In July, Cloudian announced that it had extended the object storage system using a vector database that stores data in an instant-usable form of AI models. With data ingestion, Cloudian is computing vector forms of that data in real time to provide AI tools such as recommendation engines, searches and AI assistants. Cloudian also announced a partnership with NVIDIA to allow its storage systems to work directly with AI companies’ GPUs. Cloudian said the new system could make AI operations faster and reduce computing costs.
“About a year and a half ago, NVIDIA contacted us because GPUs can only be useful with the data that keeps them busy,” TSO said. “Now people realize that moving AI to data is easier than moving large datasets.
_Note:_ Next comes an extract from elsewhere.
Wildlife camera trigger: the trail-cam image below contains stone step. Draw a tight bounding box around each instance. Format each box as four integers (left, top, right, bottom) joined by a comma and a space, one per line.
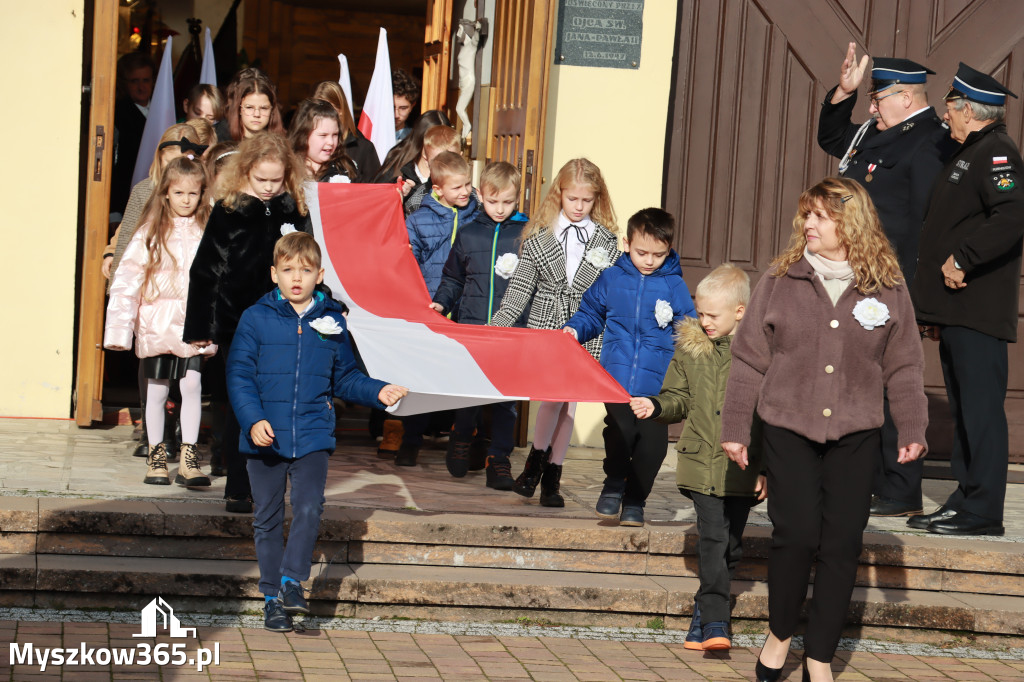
8, 555, 1024, 635
0, 498, 1024, 597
Our storage system embeds many AI capabilities, so we are able to preprocess and postprocess data near collecting and storing data.”
AI priority storage
Cloudian is helping around 1,000 companies worldwide get more value from their data, including large manufacturers, financial service providers, healthcare organizations and government agencies.
Cloudian’s storage platform, for example, is helping a large automaker use AI to determine when each of its manufacturing robots needs to be repaired. Cloudian has also worked with the National Library of Medicine to store research articles and patents, as well as the National Cancer Database to store tumor DNA sequences—a rich data set that AI models can process to help research and develop new treatments or gain new insights.
“GPUs have always been an incredible enabler,” TSO said. “Moore’s law doubles the number of computations every two years, but GPUs are able to operate in parallel on chips, so you can tie the GPU to Moore’s law.